The journalists who have reported on the affair could be consulted to obtain further details and any documents in their possession could be examined.

Court records in Belfast and Paris could be inspected to determine the extent of the conspiracy. We are asking that your commission carry out a proper detailed investigation into this very serious matter in an attempt to bring those involved to justice and to set up procedures to ensure that there are safeguards in place to prevent as far as possible a recurrence of any link between South African arms and the murder of Catholics in Northern Ireland.

We think that we are entitled to enquire if arms from your country were used to murder our loved ones. We think we are entitled to know if the British government through Brian Nelson was involved either directly or indirectly in those murders.

We are confident that with the new spirit of truth and reconciliation which now prevails in South Africa that our submission will not go unheard. We too are part of a country in transition. We seek the truth in these matter so that no one, not even those in high places in sovereign governments, can escape liability for human rights abuses. Only when all parties to a conflict can accept their own share of responsibility for that conflict, can true healing and lasting reconciliation take place.

Representatives of the Relatives for Justice are willing to attend any hearing in South Africa to expand on this submission if necessary and to meet any members of your commission which may travel to Northern Ireland if it is considered necessary to gather evidence material to the investigation.

Enclosed with this submission:

1.
Human Rights and Legal Defence in Northern Ireland: The Intimidation of Defence Lawyers, The Murder of Pat Finucane
: Lawyers Committee for Human Rights (New York).

2.
Collusion 1990–1994
, Relatives for Justice.

3.
Brian Nelson & the Re-arming of the Loyalist Death Squads
(Sinn Féin, Belfast).

4.
The Independent
, extract 9 January 1992.

5.
The Sunday Tribune
, extract 26 January 1992.

6.
The Sunday Tribune
, extract 9 February 1992.

Further Submission to the Cameron Commission of Enquiry By Relatives for Justice, Belfast, Northern Ireland

We understand that a hearing into proposed procedures for the implementation of government policy in relation to international arms dealings will be held in Capetown later this month.

We refer specifically to page 10 of our previous submission sent on 5 June 1995.

We cannot and would not attempt to dictate policy to the South African government in relation to any of its affairs.

We express no view as to the moral or ethical questions arising from the manufacture and international trade in arms.

We are only concerned to ensure that innocent people are not murdered due to the unlawful purchase and transportation of those arms.

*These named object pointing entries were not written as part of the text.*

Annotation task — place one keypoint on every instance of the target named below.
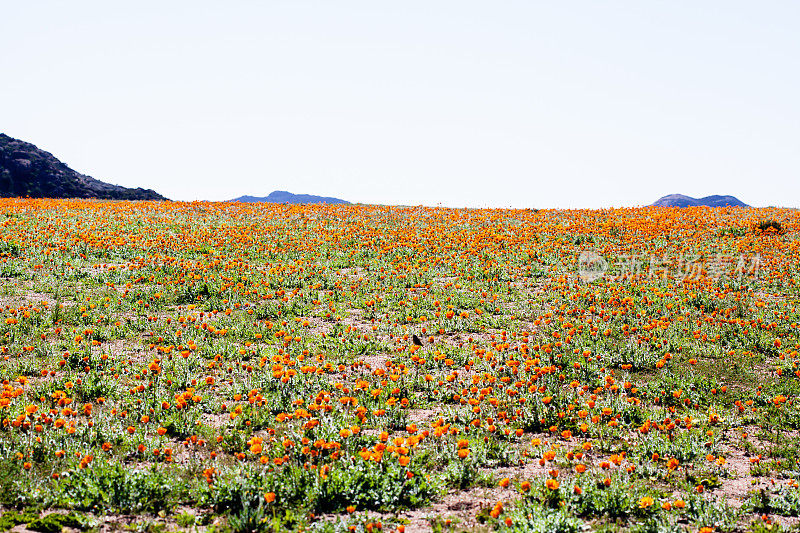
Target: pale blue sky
(499, 104)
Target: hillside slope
(26, 170)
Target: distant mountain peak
(285, 197)
(26, 170)
(681, 200)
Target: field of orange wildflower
(259, 367)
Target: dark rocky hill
(679, 200)
(27, 171)
(283, 197)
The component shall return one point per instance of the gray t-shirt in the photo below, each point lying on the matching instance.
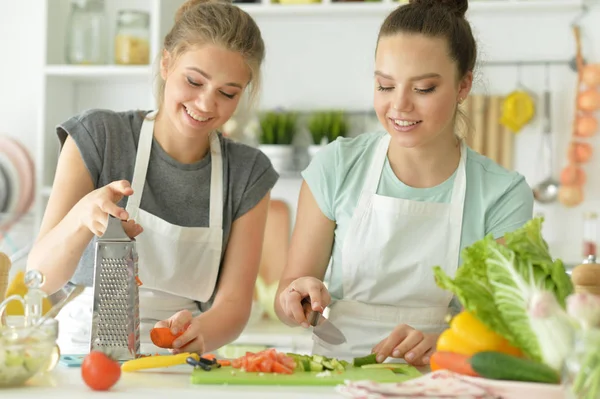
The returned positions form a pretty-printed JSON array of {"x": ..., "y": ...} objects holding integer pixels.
[{"x": 178, "y": 193}]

There is a widespread belief in Northern Ireland and beyond that South African arms have been used in the past to murder innocent people in Northern Ireland. We have set this out in our first submission. Although there is at present a cease-fire in force in our country, no proper negotiations have yet taken place between the parties to our conflict. The weapons referred to in our first submission remain in the hands of loyalist armed groups. We are hopeful that the question of removing these and all other weapons from those involved in the conflict will be addressed in future negotiations.

If there is any basis for our belief that the arms in question originated in South Africa, and that may be a matter for investigation or enquiry under a different remit, then we would implore the South African government to establish safeguards to ensure that arms transactions are conducted according to law and that international standards are applied.

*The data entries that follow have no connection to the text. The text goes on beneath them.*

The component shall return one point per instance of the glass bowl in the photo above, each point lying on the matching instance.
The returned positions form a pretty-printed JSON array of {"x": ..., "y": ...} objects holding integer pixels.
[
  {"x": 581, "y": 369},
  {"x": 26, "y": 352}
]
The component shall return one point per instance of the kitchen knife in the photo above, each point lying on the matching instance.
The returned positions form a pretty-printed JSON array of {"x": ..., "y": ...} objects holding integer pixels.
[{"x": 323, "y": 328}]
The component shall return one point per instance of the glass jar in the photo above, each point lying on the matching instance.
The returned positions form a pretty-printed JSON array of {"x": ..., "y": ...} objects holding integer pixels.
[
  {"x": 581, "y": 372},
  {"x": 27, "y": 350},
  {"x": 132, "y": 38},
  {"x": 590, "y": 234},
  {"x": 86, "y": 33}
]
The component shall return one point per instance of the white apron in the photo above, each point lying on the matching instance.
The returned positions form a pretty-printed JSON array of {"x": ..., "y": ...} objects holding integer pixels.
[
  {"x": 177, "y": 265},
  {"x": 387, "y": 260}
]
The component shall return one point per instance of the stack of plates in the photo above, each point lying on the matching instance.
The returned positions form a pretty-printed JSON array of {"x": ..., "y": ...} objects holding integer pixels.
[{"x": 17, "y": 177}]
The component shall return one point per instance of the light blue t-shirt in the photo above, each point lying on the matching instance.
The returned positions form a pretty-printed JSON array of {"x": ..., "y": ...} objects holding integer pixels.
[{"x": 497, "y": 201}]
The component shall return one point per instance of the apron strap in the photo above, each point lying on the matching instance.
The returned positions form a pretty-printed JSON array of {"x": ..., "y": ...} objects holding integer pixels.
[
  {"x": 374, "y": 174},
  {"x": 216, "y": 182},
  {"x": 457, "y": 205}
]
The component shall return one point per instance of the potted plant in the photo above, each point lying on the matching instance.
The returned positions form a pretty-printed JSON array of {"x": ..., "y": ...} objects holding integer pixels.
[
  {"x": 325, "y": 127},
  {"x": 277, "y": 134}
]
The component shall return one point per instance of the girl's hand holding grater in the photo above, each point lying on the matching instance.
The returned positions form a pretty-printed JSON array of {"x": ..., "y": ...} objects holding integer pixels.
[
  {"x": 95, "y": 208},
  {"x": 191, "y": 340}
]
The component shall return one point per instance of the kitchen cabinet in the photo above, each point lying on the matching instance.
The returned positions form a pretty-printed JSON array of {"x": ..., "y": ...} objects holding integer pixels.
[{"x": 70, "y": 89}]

We know that you are in a period of transition and that you have a difficult task to perform, but we only want to ensure that our people are protected in any future policy which may be implemented by your government.

We know that the majority of your people deplore the use of South African arms for the murder of innocent people.

We know that you are aware, as we are, that those who have no regard for the law or for the right of a people to live in peace without threat will ride roughshod over constitutions, laws, regulations and procedures to accommodate their own political expediency and they will find weaknesses in any system of control or supervision.